If you’re like me, a lot of your usual podcasts are current-events-centric, and of late, that means an endless procession of dire news. So where do we find the best (free) listening options that can distract and entertain while we’re all feeling isolated? Here are some great choices for binge-listening … or simply having something to look forward to each day.

 

There are limits to the number of free episodes available at any time of How Did This Get Made (above), but with each running 90 minutes or more, and more being released regularly, you won’t run out of material very soon. Character actors Jason Mantzoukas (John Wick Chapter 3, The Good Place), Paul Scheer (Fresh Off the Boat, The League) and June-Diane Raphael (Grace and Frankie, Long Shot) are Hollywood insiders who know a lot about how movies are made… and still wonder how these got greenlit. Plus you can leverage your experience: Stream each movie before you listen and revel in the hilarious insights.

 

 

With her breathy, slightly sibilant contralto, Phoebe Judge has, inarguably, the best voice in podcasting: Intimate, intelligent, erudite but approachable.

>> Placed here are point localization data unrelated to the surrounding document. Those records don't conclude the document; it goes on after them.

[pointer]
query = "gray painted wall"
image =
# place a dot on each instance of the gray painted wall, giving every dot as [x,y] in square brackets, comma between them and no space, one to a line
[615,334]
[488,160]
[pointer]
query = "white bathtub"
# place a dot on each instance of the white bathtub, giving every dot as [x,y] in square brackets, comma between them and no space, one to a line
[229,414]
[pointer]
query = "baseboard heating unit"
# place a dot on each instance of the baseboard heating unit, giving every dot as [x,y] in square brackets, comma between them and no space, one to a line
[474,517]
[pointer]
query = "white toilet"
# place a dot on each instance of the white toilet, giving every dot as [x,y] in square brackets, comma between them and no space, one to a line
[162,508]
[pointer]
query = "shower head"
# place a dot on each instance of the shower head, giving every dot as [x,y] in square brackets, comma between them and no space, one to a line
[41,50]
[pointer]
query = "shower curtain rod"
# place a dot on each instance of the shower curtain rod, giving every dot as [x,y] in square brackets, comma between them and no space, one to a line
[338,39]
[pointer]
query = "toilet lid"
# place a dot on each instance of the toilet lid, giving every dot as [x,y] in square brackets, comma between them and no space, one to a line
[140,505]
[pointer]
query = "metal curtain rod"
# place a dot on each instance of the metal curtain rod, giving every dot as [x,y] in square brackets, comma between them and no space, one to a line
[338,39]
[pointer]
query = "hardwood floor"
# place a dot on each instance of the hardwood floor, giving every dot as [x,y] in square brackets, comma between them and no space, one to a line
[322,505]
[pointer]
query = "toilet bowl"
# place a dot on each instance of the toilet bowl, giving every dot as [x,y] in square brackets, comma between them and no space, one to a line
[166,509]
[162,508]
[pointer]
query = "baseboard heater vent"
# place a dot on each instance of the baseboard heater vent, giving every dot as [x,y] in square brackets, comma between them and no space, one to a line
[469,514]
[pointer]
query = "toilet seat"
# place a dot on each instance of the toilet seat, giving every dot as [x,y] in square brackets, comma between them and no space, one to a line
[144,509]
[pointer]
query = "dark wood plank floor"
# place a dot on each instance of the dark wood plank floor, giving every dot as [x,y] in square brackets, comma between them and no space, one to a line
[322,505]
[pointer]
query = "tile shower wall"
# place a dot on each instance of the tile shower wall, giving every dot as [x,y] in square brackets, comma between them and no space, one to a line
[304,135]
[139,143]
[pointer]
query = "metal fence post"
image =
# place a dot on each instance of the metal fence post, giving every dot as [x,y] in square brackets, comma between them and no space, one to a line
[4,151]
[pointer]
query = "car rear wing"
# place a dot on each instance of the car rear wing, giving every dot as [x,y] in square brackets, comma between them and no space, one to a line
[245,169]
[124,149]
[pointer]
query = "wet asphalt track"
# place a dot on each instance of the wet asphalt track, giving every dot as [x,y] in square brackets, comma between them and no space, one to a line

Her signature podcast, Criminal, is about true crime but not sensational so much as character-focused: Weed dealers and underhanded undertakers and pioneering female detectives. There are well more than 100 half-hour episodes for you to go back to, but what has me happy now is her new product: Phoebe Reads a Mystery, in which every day, she reads another chapter of a classic mystery novel, ad-free. It just launched last week, and she begins with Agatha Christie’s debut novel, first published a century ago: The Mysterious Affair at Styles. It’s an excellent diversion for 15 to 30 minutes a day, a kind of lullaby for the mind that engages the intellect.

 

 

A less-wonderful voice is that of Karina Longworth, who annoyingly mispronounces names and practices vocal fry. But those are quibbles in light of the abiding fascination you’ll enjoy listening to You Must Remember This, her scrupulously well-researched “forgotten history of Hollywood’s first century.” The older ones are mostly stand-alone stories about “the making of” movies and folks whose output or personal lives you had no understanding of; in later seasons, she does deep dives, such as into the Manson Family’s relationship with Tinseltown or how blondes were exploited by the system. But with all but one of the 159 episodes available, you won’t soon run out of compelling tales of the Hollywood dream machine.